What is beyond Ph.D.?
Having earned a doctorate, you may pursue a career as an independent researcher in academia, business, government, etc., with the ultimate goal of making meaningful contributions to society. In fact, the purpose of higher education should be to improve oneself and the world via applying one’s newly gained knowledge, not just to add more accolades to one’s CV for self-validation or social status.
Once you’ve reached this point, you have two options. The first is to pursue deep applications based on the subject’s doctrine to advance to higher levels, as did former Indian President Mr. APJ Abdul Kalam. The second is to pursue the same university degree but as a specialist in a different topic or subject if possible.
Additionally, you can go for a post-doctoral degree. Post-doctoral research adds an average of two to three years to the time required to complete a dissertation. Once they graduate, they generally find work in academics, while jobs in the industry are also possible. Unless you have an MD/Ph.D., which is superior to a regular Ph.D. because of its clinical opportunities, you will need to do a post-doc.
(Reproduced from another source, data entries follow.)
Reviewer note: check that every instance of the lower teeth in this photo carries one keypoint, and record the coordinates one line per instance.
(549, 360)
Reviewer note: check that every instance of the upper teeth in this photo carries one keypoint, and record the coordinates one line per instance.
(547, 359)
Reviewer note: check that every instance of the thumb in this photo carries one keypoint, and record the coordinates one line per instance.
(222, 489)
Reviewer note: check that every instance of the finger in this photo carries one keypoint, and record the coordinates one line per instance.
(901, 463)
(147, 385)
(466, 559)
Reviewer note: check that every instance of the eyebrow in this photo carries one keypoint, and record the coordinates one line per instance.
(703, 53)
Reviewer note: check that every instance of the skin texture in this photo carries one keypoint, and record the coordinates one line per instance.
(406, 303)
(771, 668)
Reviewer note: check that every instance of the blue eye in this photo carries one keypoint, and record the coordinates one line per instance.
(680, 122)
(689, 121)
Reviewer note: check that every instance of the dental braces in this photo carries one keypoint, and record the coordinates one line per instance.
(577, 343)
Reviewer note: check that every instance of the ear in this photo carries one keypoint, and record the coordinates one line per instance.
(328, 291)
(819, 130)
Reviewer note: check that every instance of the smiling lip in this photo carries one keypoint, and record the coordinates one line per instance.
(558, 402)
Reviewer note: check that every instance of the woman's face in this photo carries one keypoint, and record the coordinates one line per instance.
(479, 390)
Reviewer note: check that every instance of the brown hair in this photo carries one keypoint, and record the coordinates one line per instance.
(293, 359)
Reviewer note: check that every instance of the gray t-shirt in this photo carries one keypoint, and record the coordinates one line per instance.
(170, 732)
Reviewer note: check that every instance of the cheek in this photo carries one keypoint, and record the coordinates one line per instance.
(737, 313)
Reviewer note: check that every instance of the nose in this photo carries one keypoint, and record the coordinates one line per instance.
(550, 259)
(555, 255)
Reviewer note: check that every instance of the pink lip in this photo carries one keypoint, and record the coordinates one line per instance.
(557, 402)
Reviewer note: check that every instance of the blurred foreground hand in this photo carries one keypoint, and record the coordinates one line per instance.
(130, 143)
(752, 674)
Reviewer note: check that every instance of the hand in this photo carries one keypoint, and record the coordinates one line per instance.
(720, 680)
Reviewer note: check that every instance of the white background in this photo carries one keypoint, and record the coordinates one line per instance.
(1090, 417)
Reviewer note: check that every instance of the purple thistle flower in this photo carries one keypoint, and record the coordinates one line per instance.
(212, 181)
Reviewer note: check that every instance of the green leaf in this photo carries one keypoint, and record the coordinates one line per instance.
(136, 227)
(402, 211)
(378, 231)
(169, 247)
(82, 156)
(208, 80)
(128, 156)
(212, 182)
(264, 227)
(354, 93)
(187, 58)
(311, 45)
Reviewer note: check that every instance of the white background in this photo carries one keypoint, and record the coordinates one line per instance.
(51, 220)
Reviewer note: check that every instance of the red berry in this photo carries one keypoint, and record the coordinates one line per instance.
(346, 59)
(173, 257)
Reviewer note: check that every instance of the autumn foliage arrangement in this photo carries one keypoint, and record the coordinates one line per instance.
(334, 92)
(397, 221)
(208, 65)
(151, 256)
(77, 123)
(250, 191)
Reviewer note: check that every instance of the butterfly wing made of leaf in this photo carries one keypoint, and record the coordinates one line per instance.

To be competitive for a teaching job after earning a Ph.D., candidates must complete one, two, or even three post-doc. A post-doc is required to become a Ph.D. adviser and apply for full professor (or similar) posts in academia in certain countries, such as France or Germany. In many cases, a Ph.D. alone is insufficient; further training is needed, often in the form of a degree known as “habilitation” or its many variations. The habilitation process in France typically takes one year and serves as a “Mini-PhD” thesis.
In “habilitation,” you must describe your study in a document that includes reviewers, a defense before a jury made up solely of full professors or their equivalent, and highlights your vision, management, and supervision abilities. Consider habilitation the equivalent of a secret level in a video game where the Ph.D. defense is the ultimate boss. You may still supervise a Ph.D. student even if you lack habilitation; you’ll have to do it in conjunction with an established scholar. It’s OK as long as there’s at least one rehabilitated supervisory team member. You may get the necessary experience in supervision this way, and subsequently, take your habilitation.
Having more than one degree paves the way for permanent posts like those of tenure-track assistant professors and junior research associates. These are entry-level posts designed for talented young researchers who don’t yet have the necessary expertise to serve as supervisors or in managerial capacities. The hope is that those with experience in supervisory and managerial roles can use that background to advance to the level of full professor or senior research scientist.
In short, after completing your doctoral degree, it’s not compulsory but necessary to do a Post-Doc degree if you want a supervisory role at any prestigious institute.